Aligning Your Values, Niches & Branding
The key thing to bear in mind when looking to build a brand online is authenticity. This is true for influencer marketing, search ads, partnerships and choosing platforms to showcase your brand.
Although marketplaces like Amazon experience 2.5 billion combined visitors per day, their values and majorly corporate business model might not be appropriate for a small, independent brands that champion individuality.
It is likely that appearing on sites more aligned with your values, even on major marketplaces like etsy, would be better for your business in the long run. For example, if your business is a purveyor of local craftsmanship or an advocate for high quality, handmade goods or gifts made in England, you’re more likely to have success on marketplaces that support those attitudes and list independent brands of a similar nature. Although you might sacrifice on volume of traffic, you’re more likely to benefit from the value of traffic.
This means the people that visit the site are already more likely to be interested in the goods available and therefore more motivated to purchase.
Moreover, for your business, it means that you can preserve your ethics and branding. As we become more and more conscious consumers, it’s becoming more important to have a clear message and share values that customers can believe in.
Quality User Experience Without The Cost
Websites are expensive; but as your digital storefront, it’s important that they are well-presented and well-maintained.
Following COVID-19 and in our increasingly digital world, user experience online now translates to customer experience and the value you are able to add to your customer’s journey as they navigate through your store. In fact, 38% of people will stop engaging with a website if the layout is displeasing, whilst 57% say they would not revisit a business with a poorly designed website on mobile (they also won’t recommend your brand to their friends, either).
It’s become clear that user experience is a necessity, yet if you’re a small business or just starting out or online business, you’re unlikely to have unlimited funds to spend on website developers and customization.
Moreover, if you’re growing your business, you’ll also have to think about the speed at which you’re likely to need to expand your website (i.e. when are you looking to add new product lines? How many? How often will these be updated?). Similarly, if you’re a really niche brand and have very little product stock or breadth, there is not much value in you paying for an expensive, complex website build when you could keep your owned platform sleek and simple.
This is when utilizing partnerships and third-party platforms become valuable to small businesses. Cut down on the overhead costs of running the website – let someone else worry about that.
Moreover, the cost of updating your product catalogue with marketplace websites is very low and likely to be immediate, meaning you can start earning on new releases sooner rather than later.
In 2018, Marketplaces attributed 52% of all global online retail sales. Today, that number is expected to have grown, especially in light of COVID-19.

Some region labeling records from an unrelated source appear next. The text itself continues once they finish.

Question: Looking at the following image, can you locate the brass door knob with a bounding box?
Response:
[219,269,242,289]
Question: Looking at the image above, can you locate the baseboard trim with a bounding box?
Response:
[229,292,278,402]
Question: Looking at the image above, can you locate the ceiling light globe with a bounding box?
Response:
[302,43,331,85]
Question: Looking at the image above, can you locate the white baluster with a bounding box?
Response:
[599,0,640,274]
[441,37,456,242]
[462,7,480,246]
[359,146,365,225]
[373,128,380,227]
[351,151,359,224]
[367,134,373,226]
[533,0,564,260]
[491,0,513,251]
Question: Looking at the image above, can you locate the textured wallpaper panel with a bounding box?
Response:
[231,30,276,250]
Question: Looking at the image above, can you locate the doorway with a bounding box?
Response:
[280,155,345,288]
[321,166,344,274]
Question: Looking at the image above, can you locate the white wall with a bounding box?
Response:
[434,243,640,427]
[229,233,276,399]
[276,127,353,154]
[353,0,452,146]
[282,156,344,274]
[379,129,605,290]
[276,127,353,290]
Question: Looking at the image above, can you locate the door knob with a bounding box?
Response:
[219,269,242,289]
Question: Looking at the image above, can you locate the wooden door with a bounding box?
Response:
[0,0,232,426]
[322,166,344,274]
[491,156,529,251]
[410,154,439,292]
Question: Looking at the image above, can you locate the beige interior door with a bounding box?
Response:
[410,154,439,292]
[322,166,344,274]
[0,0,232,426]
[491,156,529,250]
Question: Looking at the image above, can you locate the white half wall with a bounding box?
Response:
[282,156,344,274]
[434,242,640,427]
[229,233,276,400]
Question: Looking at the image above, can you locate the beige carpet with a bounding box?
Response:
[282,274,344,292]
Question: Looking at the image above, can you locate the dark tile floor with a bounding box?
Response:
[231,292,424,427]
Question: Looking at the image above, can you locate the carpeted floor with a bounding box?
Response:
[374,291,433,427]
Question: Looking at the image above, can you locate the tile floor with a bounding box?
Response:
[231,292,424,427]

Moreover, these marketplaces also invest (more money than small businesses are likely to be able to) in marketing for their own business. This means that small brands benefit from indirect marketing that can add real value to their bottom line. Again, this will be more profitable for your business if you have partnered with marketplaces that share the same values, aesthetics and more focused target audiences.

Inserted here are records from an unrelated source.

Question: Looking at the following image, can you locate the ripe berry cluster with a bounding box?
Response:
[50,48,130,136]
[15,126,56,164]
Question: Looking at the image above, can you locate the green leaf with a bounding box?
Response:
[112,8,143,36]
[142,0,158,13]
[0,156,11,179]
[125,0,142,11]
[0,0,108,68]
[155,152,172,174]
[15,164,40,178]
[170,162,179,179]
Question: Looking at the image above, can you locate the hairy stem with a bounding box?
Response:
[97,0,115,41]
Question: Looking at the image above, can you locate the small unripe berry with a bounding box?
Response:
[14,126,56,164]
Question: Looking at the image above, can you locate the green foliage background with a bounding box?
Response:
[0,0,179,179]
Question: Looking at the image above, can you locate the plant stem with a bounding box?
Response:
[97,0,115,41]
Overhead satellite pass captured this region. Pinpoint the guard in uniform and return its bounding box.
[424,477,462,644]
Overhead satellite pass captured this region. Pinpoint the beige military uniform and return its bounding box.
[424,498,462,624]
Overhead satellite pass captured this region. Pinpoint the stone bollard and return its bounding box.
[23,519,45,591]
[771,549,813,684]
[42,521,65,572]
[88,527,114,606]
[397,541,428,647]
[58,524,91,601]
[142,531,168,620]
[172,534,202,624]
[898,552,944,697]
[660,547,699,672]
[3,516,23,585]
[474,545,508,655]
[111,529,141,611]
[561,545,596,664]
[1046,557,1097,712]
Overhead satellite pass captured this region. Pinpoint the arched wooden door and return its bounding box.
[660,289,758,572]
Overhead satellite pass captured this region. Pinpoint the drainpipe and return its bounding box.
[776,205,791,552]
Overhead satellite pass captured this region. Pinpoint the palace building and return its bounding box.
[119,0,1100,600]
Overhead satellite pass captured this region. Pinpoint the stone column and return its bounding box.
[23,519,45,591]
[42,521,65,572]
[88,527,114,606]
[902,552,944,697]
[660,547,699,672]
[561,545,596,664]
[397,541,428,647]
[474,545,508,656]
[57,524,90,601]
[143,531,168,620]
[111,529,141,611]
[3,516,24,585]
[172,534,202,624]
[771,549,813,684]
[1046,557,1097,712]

There is very likely to be an expense to listing your products or services on a third party platform. This can be charged in multiple ways, but the most common is to be charged per purchase or per product listing plus an annual hosting cost. These fees vary substantially.
For small businesses, it’s almost impossible for these costs to outweigh the benefits of the increase in profits and visibility. However, as you scale up your business (especially if you are expanding your product catalogue), it will be financially prudent to increase incrementally to avoid costs you cannot afford without the performance you expected. It’s recommended that you establish direct to consumer relationships before looking to update and expand your online offerings.